The Society directed its efforts to working with an already existing neighborhood group, the Kenwood-Oakland Community Organization (KOCO). A not-for-profit, tax-exempt organization, KOCO represented a coalition of various groups, organizations, and institutions in the community. On October 1, 1968, the Society and KOCO entered into a covenant by which KOCO committed itself to working with the Society for:

-improved quality and quantity of housing in the neighborhood;

-improved educational opportunities for all residents;

-development of cultural programs and recreational facilities;

-greater employment and economic development; 

-unity and participation of residents in community affairs;

 -justice and programs of legal assistance;

-meeting the health and medical needs of residents.

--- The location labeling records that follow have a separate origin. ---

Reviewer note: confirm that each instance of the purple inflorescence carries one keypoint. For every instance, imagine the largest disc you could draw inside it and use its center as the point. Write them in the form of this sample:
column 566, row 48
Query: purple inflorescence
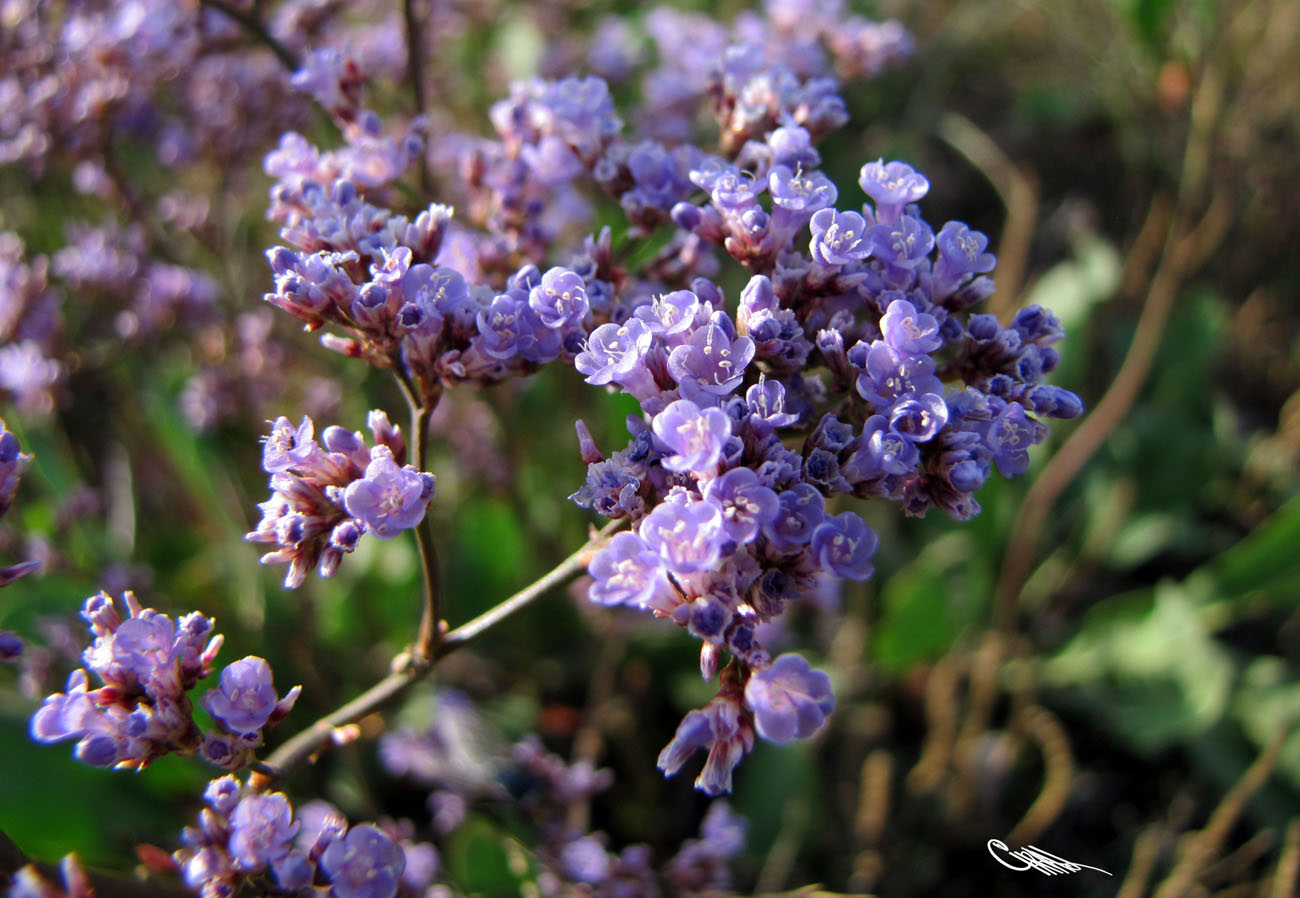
column 148, row 664
column 328, row 493
column 728, row 523
column 246, row 834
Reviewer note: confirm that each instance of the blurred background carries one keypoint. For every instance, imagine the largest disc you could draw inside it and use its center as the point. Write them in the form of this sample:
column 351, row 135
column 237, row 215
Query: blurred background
column 1103, row 663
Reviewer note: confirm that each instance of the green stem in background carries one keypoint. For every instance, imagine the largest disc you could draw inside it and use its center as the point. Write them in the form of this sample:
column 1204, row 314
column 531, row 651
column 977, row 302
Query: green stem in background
column 415, row 76
column 421, row 406
column 410, row 669
column 256, row 27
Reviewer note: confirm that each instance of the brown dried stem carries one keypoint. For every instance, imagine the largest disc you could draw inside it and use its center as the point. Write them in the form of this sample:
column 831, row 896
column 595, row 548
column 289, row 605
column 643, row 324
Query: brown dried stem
column 1184, row 247
column 1197, row 850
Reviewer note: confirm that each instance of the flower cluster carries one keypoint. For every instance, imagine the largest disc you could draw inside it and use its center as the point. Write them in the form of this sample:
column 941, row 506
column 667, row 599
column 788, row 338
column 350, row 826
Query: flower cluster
column 328, row 493
column 792, row 52
column 246, row 834
column 148, row 664
column 728, row 523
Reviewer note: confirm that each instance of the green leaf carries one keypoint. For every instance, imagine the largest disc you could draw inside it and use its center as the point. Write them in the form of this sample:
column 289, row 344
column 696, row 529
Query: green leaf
column 485, row 860
column 1149, row 666
column 1266, row 558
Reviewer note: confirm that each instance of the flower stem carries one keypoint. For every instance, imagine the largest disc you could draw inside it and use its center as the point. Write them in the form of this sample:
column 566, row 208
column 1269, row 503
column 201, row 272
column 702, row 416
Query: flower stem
column 421, row 406
column 410, row 668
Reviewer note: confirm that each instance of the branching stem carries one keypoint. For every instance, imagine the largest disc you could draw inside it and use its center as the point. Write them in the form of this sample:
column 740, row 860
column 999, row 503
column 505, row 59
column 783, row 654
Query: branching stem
column 410, row 668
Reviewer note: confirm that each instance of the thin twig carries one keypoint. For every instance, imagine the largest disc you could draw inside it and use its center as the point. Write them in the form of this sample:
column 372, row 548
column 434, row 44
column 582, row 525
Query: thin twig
column 1057, row 773
column 525, row 597
column 1019, row 198
column 415, row 74
column 410, row 669
column 421, row 406
column 1200, row 849
column 1288, row 863
column 1119, row 398
column 1145, row 853
column 255, row 26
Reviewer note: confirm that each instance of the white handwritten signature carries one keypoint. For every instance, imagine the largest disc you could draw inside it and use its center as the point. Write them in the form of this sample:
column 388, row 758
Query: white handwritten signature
column 1035, row 858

There were many obstacles to be overcome. In its search for sites where building or rehabilitation efforts could be undertaken, KOCO found that the Chicago Housing Authority (CHA) would divulge neither its plans for the TRF site area nor its holdings there. This necessitated time-consuming and expensive title searches. In addition, it turned out that many buildings were held by dummy corporations and many sites were held by the city’s Chicago Land Clearance Commission. KOCO was able, however, to become involved in the development of Lake Park Manor, a 164-unit apartment complex at Lake Park and 37th Street. This was the only subsidized apartment complex along Chicago’s entire lakefront in which units (34) were available for low-income families displaced by renewal efforts in the area.

KOCO created the True People’s Power Development Corporation (TPPDC) to foster economic development in the area. Renewal Builders Association Inc., was established by William Boya with the assistance of TPPDC, which retained 40 percent ownership. Renewal Builders Association’s largest and most successful effort was the rehabilitation of 48 units at 4612 S. Lake Park. It took eight months for the proposal to be approved by the Model Cities director, Mayor Daley, the Department of Housing and Urban Development (HUD), and the Washington office of HUD. But once the $830,000 project was approved in April 1973, RBA trained many local residents in the building trades as it converted a gutted and boarded-up three-story building into usable housing. More than 100 men were taught construction skills during the three years of RBA’s existence.

In 1969, TPPDC formed the New Horizon Plastics Corporation. Molded plastic cups were the first products off the assembly line in March 1972. The 50,000-square-foot building at 4017 S. Wabash was larger than needed, but the 7-day-a-week, 24-hour-a-day operation fully utilized the two presses. By 1974 a contract from Kraft Foods for 4.5 million plastic margarine lids kept five presses busy full time. But overcapitalization, large utility bills, and above all, raw material shortages caused by the 1974-75 oil embargo presented many difficulties. The corporation’s financial problems mounted, New Horizon fell 90 days behind in payments to creditors, and the Small Business Administration closed the company in the fall of 1975.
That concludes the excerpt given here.